Sur şehri geleneksel olarak Emel hareketinin kökeni olarak
kabul edilir ve Baalbek ile birlikte Lübnan'ın güneyindeki en önemli Şii
merkezlerinden biri olarak kabul edilir. Siyonist rejimin Tire şehrine yönelik
yoğun saldırıları, bazı analistlerin aklına Siyonist rejimin muhtemelen
güneydeki bu önemli şehir için sinsi bir plan tasarladığı fikrini getirdi.
Bu hipotezden hareketle Siyonistler ilk etapta sürekli
saldırılarla bu şehrin halkını tahliye etmeye çalışıyorlar. Böylece ikinci
aşamada bir operasyonla donanma komandolarını ve paraşütçü saldırı birliklerini
karaya çıkararak amfibi bir operasyon gerçekleştirecekler.

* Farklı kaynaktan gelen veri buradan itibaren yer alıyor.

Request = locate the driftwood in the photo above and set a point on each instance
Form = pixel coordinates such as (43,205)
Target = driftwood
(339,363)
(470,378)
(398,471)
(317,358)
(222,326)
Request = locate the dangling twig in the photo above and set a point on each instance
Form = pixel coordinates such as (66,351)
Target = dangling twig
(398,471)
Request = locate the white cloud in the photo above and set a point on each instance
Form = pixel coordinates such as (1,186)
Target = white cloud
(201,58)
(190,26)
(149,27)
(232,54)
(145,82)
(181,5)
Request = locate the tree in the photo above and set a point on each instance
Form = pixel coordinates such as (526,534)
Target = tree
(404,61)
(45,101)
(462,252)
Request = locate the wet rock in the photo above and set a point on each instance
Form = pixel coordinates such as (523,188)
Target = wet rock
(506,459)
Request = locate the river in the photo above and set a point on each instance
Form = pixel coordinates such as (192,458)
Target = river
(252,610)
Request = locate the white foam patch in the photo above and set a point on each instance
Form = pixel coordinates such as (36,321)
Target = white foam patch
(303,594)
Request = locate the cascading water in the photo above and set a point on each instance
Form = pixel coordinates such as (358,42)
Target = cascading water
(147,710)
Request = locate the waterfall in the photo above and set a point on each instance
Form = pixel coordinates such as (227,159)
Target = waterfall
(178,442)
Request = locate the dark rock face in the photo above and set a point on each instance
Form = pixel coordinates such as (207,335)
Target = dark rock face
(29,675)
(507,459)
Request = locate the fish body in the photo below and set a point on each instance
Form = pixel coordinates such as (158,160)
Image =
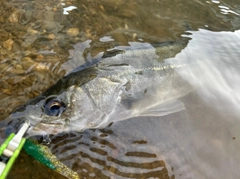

Bu tahmin, Lübnan'ın güney cephelerindeki Siyonist ordusunun
5 tümeninin Lübnan'daki İslami direniş savaşçılarının karşısında başarısız
olmaları nedeniyle önerildi ve Tel Aviv muhtemelen oyunu bozmak ve bu çıkmazdan
kurtulmak için hadsiz ve öngörülemeyecek bir eylemle savaşın kaderini
değiştirmeye çalışıyor.
Bu analitik çerçevede, çağrı cihazları operasyonu ve
Hizbullah Genel Sekreteri Seyyid Hasan Nasrallah'ın şehit edilmesi yoluyla
direnişe psikolojik darbe indirmek istemesi gibi bu saldırının, İsrail savaş
gemilerinin yoğun ateşiyle desteklenmesi ve UNIFIL adı altında Lübnan'ın su
sınırlarının güvenliğinden sorumlu Alman kuvvetlerinin işbirliğiyle, ağır bir
saldırıyla Filistin sınır hattındaki direnişi dağıtmak, Lübnan içindeki güçlere
nüfuz etmek ve istikrarı sağlamak için bir fırsat olarak kullanabilir.
Ayrıca bu amfibi harekâtın ilk etapta başarıya ulaşması ve
Tire'deki olası savunma hattını geçmesi halinde, bu şekilde direniş güçlerini
işgal altındaki Filistin ve Lübnan sınırlarının kenarından Litani bölgesindeki
çatışmaya doğru itmek için rejim kuvvetlerinin Litani Nehri üzerinden
geçirilmesiyle Siyonist rejimin Başbakanı'nın en önemli siyasi hedefine
ulaşması için gerekli zemini sağlayabilir.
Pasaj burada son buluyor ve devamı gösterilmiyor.